HARRISBURG — State agriculture officials are urging livestock and pet owners to practice good tick-prevention habits with their animals after an invasive species of the parasite was discovered in Centre County.
The Asian longhorn tick, Haemaphysalis longicornis, was discovered on a wild deer recently. The species is known to congregate in large numbers and can cause anemia in livestock and pets. It is known to carry several diseases that infect hogs and cattle in Asia, but so far, none of the ticks found in the U.S. have been found to carry any infectious pathogens, according to state officials.
The longhorn tick’s distinctive characteristic, its “horns,” may not be visible without a microscope, so the species is easily confused with other tick species — including the rabbit tick, which is common in the Eastern United States.
The Asian longhorn tick infests host animals in large clusters of numerous ticks. The females reproduce asexually, so a single tick can lay up to 2,000 eggs after feeding on a host. Livestock, pets, small mammals, birds and humans are all potential hosts, experts say.

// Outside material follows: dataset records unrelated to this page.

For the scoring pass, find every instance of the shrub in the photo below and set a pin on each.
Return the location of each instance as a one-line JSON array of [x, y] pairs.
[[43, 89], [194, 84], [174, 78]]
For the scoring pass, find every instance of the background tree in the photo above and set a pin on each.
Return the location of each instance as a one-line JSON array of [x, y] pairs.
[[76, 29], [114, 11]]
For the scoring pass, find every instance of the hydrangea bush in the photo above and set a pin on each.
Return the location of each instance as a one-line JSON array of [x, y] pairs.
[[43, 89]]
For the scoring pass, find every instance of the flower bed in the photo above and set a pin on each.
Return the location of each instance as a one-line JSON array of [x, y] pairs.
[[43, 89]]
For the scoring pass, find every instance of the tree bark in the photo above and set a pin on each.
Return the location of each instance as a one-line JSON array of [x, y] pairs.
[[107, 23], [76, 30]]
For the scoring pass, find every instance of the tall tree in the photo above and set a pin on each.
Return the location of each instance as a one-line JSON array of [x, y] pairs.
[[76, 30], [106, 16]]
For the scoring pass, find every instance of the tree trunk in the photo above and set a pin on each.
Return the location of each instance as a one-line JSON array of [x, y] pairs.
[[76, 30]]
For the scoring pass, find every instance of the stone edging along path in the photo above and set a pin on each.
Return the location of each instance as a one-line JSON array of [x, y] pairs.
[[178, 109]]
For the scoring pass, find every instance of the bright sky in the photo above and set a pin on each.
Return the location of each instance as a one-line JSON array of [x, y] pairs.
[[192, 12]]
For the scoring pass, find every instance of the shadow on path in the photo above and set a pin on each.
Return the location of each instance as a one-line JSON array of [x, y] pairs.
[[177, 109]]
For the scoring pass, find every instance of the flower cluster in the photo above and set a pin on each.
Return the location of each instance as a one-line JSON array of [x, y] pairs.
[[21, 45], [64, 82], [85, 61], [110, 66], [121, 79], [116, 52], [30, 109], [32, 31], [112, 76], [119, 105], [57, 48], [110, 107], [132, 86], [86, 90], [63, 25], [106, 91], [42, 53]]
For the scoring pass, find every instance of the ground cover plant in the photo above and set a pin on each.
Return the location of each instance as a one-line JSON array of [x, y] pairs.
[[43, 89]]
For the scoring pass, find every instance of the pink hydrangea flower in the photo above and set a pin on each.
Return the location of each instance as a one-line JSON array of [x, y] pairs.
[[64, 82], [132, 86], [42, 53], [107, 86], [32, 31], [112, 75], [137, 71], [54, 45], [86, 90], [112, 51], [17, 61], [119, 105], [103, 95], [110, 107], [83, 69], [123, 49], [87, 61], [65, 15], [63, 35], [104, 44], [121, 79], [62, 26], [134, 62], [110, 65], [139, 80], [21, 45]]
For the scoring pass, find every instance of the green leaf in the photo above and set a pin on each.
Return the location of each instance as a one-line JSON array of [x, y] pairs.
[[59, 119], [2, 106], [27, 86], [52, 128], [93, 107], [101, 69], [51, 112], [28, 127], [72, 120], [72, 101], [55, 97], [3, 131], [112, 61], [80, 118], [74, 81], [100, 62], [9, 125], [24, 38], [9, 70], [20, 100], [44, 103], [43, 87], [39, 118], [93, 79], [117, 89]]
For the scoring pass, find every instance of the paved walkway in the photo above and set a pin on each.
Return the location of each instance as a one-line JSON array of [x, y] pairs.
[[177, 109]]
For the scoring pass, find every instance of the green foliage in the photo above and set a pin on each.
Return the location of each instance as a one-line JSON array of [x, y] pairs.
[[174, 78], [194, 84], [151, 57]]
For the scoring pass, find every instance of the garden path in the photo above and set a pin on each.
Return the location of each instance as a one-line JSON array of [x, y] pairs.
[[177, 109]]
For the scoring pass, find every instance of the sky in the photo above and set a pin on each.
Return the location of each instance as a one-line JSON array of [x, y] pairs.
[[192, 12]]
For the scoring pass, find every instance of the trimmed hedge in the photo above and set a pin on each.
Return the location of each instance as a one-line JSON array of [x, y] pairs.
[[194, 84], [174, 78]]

“Even experts have difficulty distinguishing among tick species, so it is important to take precautions to protect pets, livestock and family members from becoming a host for ticks of any kind,” State Veterinarian Dr. David Wolfgang said in a press release. “Scientists don’t yet know how this species will adapt to the North American climate and animal hosts, but we know it survived New Jersey’s winter and has infested sheep and cattle in this region.”
“The discovery of the longhorn tick is another reminder of the importance of tick prevention for Pennsylvanians,” Secretary of Health Dr. Rachel Levine said. “Ticks can be found in your own backyard, so it is essential to wear long sleeves and pants, use insect repellant containing DEET to help keep you safe from ticks and the diseases they carry. It is also important to check yourself and your pets for ticks, as pets can bring ticks indoors.”
Native to East and Central Asia, the tick was originally identified in the U.S. in New Jersey, where it was found in large numbers in sheep in Mercer County in 2017. It has also been found in Arkansas, New Jersey, New York, West Virginia and Virginia.
Wolfgang recommends examining animals on a regular basis, and checking for ticks after being outside to prevent tick bites and disease transmission. Livestock producers and pet owners should consult their veterinarians to develop tick prevention and control appropriate to their specific animals.
To reduce tick habitat, maintain a nine-foot distance between lawn or pasture and wooded areas, keep grass height low, and remove weeds and brush bordering wooded areas.